Lenoir et al. (2002) établissent que l'intervention éducative « se caractérise par l'association qu'elle établit entre les dimensions didactiques, les dimensions psychopédagogiques, les dimensions organisationnelles et les dimensions institutionnelles et sociales » (p.1) de l’acte d’enseigner.

L'intervention éducative, tout en s’intéressant à l’agir de l’enseignant, intègre les autres aspects de la relation, telle que présenté à la figure 1. De plus, Lenoir et al. (2002) soulignent que ce modèle théorique permet de mettre l’accent sur l’aspect transitionnel, sur les relations entre les éléments, et oblige la présence d’autres concepts centraux, comme celui de médiation.

L'intervention éducative sera donc un des concepts dont nous userons, bien que nous nous intéressions à un objet de savoir bien particulier, en contexte d'enseignement du français, et que les spécificités de cet objet ne nous amènent pas à vouloir transférer nos observations à d'autres champs disciplinaires (Halté, 1992).

Figure 1: L’intervention éducative, adaptée de Lenoir et al. (2002) 1.1 Les médiations

Les médiations (Lenoir et al. 2002; Lebrun, Zaid, Habboub et McConnel, 2007) sont qualifiées de médiation pédagogico-didactique, selon la perspective enseignante, et de médiation cognitive, selon la perspective de l’élève. Nous croyons que l’apprentissage est un processus dialectique de production sociale mené par la pratique sociale d’êtres humains vivant en société et interagissant socialement par le biais du langage en s’inscrivant dans un réseau dialectique de rapports socioculturels,

comme le conçoit le constructionnisme social (Lenoir et al., 2007). Par exemple, un enseignant qui choisit une approche inductive – selon sa conception des pratiques inhérentes à une telle approche – intervient par ses choix sur la médiation cognitive de l’élève sur l’apprentissage de l’objet de savoir. Nous reconnaissons le caractère distinct de ces deux médiations, mais voulons ici insister sur les effets de l’interactionnisme de l’intervention sur les constructions par les acteurs impliqués de l’objet de savoir, mais aussi sur les constructions des gestes d’apprentissage et d’enseignement. Nous ajouterons que le sens est construit dans les interactions à travers les pratiques discursives impliquant l’oral, mais aussi l’écrit.20

L'apprentissage est donc le résultat de la médiation cognitive, elle-même pouvant être influencée par la médiation pédagogicodidactique.

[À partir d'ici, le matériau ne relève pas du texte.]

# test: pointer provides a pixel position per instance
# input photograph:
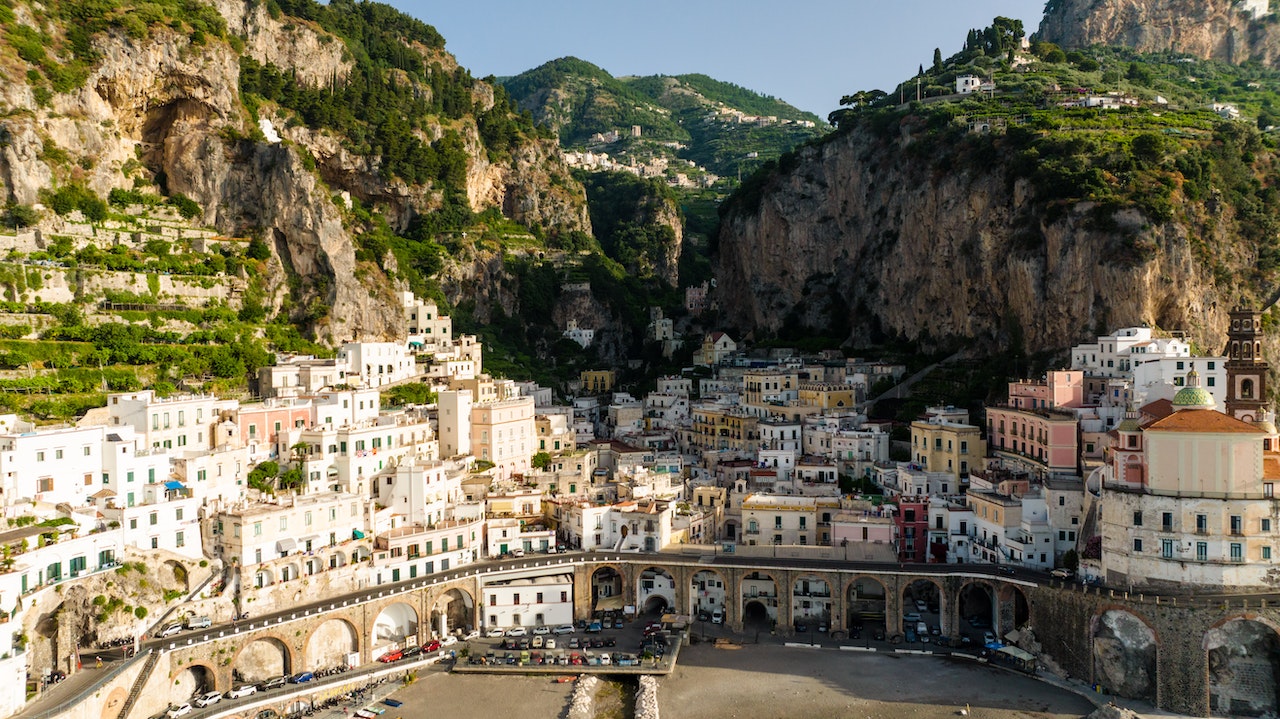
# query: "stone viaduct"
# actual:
(1193, 658)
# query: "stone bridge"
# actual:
(1188, 658)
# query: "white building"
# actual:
(376, 363)
(529, 601)
(577, 334)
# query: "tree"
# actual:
(540, 461)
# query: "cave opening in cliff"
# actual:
(164, 124)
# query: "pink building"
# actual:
(913, 529)
(261, 425)
(1037, 430)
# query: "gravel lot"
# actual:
(766, 682)
(769, 682)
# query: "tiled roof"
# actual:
(1202, 421)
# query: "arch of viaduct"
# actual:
(1065, 619)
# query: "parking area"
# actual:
(609, 640)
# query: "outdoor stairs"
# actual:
(140, 683)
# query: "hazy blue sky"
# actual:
(805, 51)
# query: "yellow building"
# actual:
(941, 445)
(598, 380)
(827, 395)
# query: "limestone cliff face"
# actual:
(165, 108)
(1214, 30)
(865, 234)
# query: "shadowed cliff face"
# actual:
(165, 108)
(867, 234)
(1212, 30)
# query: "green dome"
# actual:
(1193, 398)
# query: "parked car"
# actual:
(273, 683)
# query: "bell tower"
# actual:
(1246, 370)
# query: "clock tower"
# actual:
(1246, 370)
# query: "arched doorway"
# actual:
(452, 610)
(1124, 655)
(1243, 668)
(192, 681)
(708, 595)
(922, 601)
(656, 591)
(332, 644)
(607, 590)
(865, 601)
(260, 660)
(393, 624)
(978, 612)
(759, 589)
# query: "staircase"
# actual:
(152, 656)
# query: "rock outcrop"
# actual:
(869, 238)
(168, 110)
(1216, 30)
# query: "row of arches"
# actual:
(810, 599)
(333, 642)
(1243, 656)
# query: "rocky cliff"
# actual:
(167, 109)
(1216, 30)
(874, 236)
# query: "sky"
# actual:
(808, 53)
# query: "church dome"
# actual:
(1193, 395)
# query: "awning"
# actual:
(607, 603)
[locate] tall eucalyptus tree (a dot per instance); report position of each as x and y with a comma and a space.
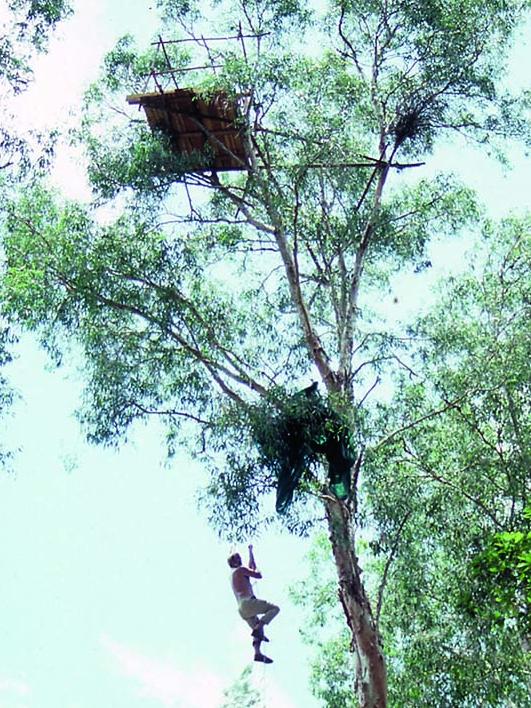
212, 297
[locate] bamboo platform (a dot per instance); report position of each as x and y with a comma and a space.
208, 129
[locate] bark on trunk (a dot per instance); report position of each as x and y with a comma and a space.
371, 680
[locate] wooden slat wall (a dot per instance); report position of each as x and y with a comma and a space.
193, 123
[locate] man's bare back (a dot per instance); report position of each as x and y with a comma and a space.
256, 613
241, 583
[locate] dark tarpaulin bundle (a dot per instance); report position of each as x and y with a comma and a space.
305, 428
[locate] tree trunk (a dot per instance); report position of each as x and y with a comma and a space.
371, 681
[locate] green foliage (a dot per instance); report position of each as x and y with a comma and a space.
443, 502
502, 575
295, 434
200, 303
26, 26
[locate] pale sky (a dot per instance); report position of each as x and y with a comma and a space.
97, 548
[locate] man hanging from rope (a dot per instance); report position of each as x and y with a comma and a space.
249, 606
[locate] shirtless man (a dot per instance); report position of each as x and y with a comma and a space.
249, 606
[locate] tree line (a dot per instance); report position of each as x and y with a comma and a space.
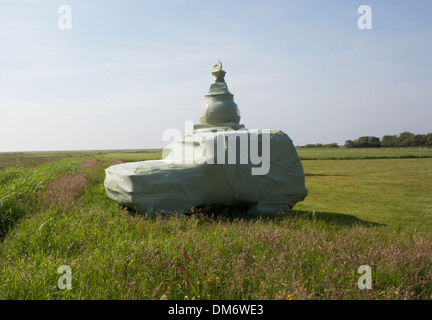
404, 139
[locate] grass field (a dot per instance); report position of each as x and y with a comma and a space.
368, 207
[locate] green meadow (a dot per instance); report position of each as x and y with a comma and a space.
365, 207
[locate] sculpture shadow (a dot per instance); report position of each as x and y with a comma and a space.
217, 212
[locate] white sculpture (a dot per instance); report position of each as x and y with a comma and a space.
210, 166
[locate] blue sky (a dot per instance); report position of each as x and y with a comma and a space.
128, 70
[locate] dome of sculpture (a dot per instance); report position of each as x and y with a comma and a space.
219, 109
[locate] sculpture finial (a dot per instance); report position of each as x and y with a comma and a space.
217, 66
218, 73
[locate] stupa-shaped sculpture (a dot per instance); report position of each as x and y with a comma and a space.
221, 162
219, 109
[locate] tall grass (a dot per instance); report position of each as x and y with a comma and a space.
19, 186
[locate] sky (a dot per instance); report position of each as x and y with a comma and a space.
123, 72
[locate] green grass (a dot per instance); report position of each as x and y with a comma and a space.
360, 212
362, 153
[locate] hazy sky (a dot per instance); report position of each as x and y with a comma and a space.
128, 70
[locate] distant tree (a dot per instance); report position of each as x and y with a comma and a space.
367, 142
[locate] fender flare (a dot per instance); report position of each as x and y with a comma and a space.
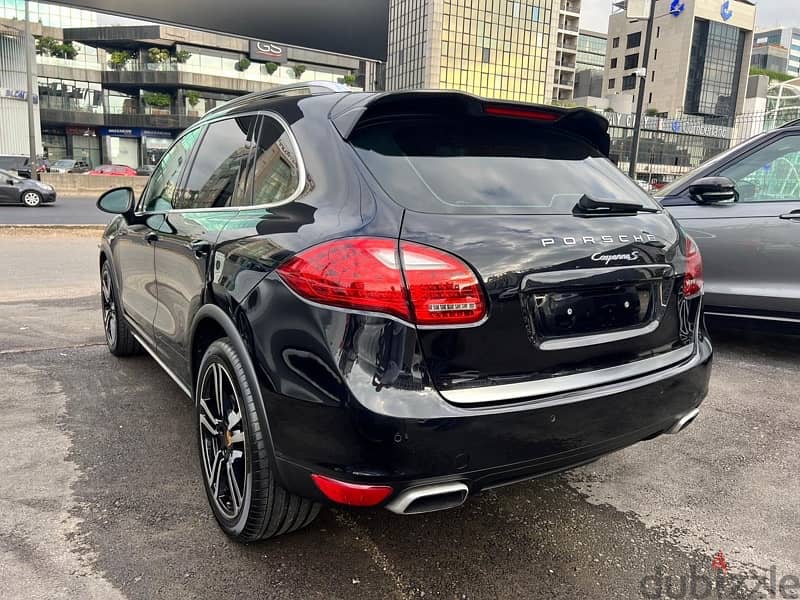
215, 313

Lenoir et al. (2002) reconnaissent que l'intervention éducative est parfois confondue, d'un point de vue pratico-interactif, avec la médiation pédagogicodidactique, soit l'acte enseignant. Pour éviter la confusion, nous conserverons le terme d'intervention éducative pour ce qui concerne la situation d'enseignement et d'apprentissage, et nous utiliserons plutôt le concept de pratique d'enseignement pour parler de l'acte enseignant (sa médiation) qui est le résultat de la mise en application d'un dispositif de formation choisi, entre autres, en fonction de l'approche pédagogique préconisée.